Jason DavisMay 30, 2015

LightSail Team Prepares for Sail Deployment

Update, June 1: Tomorrow's solar sail deployment has been rescheduled to Wednesday to allow for additional image capture and downlink testing. A timeline will be posted as soon as it is confirmed.

LightSail is almost ready for its moment in the sun.

This afternoon, mission managers gave the go-ahead for a manual solar sail deployment as early as Tuesday, June 2 at 11:44 a.m. EDT (15:44 UTC), providing the spacecraft completes an arduous set of Monday preparations. Since waking up Saturday after eight days of silence, the spacecraft has been busy sending telemetry back to Earth, snapping test images and preparing itself for sail deployment.

LightSail 1 in the clean room
LightSail 1 in the clean room The LightSail 1 spacecraft sits in a Cal Poly clean room prior to a scrubbed day-in-the-life test on Aug. 20, 2014.Image: The Planetary Society

LightSail completed 12 ground station passes over Cal Poly and Georgia Tech Sunday, sending home 102 data packets. The team started the day with a ground-commanded reboot to reset a file overload vulnerability believed to have silenced the spacecraft two days after launch. On a subsequent ground pass, engineers attempted to upload a software patch designed to fix the problem once and for all, but were unable to maintain two-way communications. LightSail’s tumble rate has increased since it entered orbit May 20. It can receive certain commands and transmit data to the ground, but the data link is not stable enough for the team to log in and make software changes.

Because the primary goal of the test mission is sail deployment, the plan to apply the patch has been shelved. As a workaround, LightSail will be rebooted at least once per day to reset the contents of beacon.csv, the spreadsheet-like file that stores the spacecraft’s automated data chirps. Several successful reboots have already been completed.

Doppler shifts contained within LightSail's chirps have allowed engineers at Cal Poly and Georgia Tech to refine the spacecraft's position. It is now believed to be one of five ULTRASat spacecraft bunched together on the fleet’s orbital path. Our Mission Control Center page has been updated for the first time since launch day. It now shows the position of ULTRASat 8, believed to be a close match for LightSail. You can view all ten ULTRASat two-line element sets in the radio tracking section.

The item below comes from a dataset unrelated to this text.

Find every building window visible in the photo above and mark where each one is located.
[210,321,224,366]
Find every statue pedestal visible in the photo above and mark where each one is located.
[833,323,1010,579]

Also on Sunday, LightSail’s cameras were commanded to capture a series of test images. Telemetry indicated a power draw consistent with camera operation, and memory allocation counters for the cameras incremented as expected. On Monday, the team will attempt to download one of the images. It isn’t expected to show much—just a dark scene from the spacecraft’s innards. Only a partial download may be necessary to validate the camera is working before proceeding with the sail deployment sequence.

If the spacecraft continues to operate as expected through Monday, sail deployment could be scheduled for Tuesday morning. The deployment will be triggered during one of the first sunlit ground station passes of the day, when there are several subsequent passes over Cal Poly and Georgia Tech available. That currently works out to 11:44 a.m. EDT (15:44 UTC). A final go/no-go decision is expected Monday night.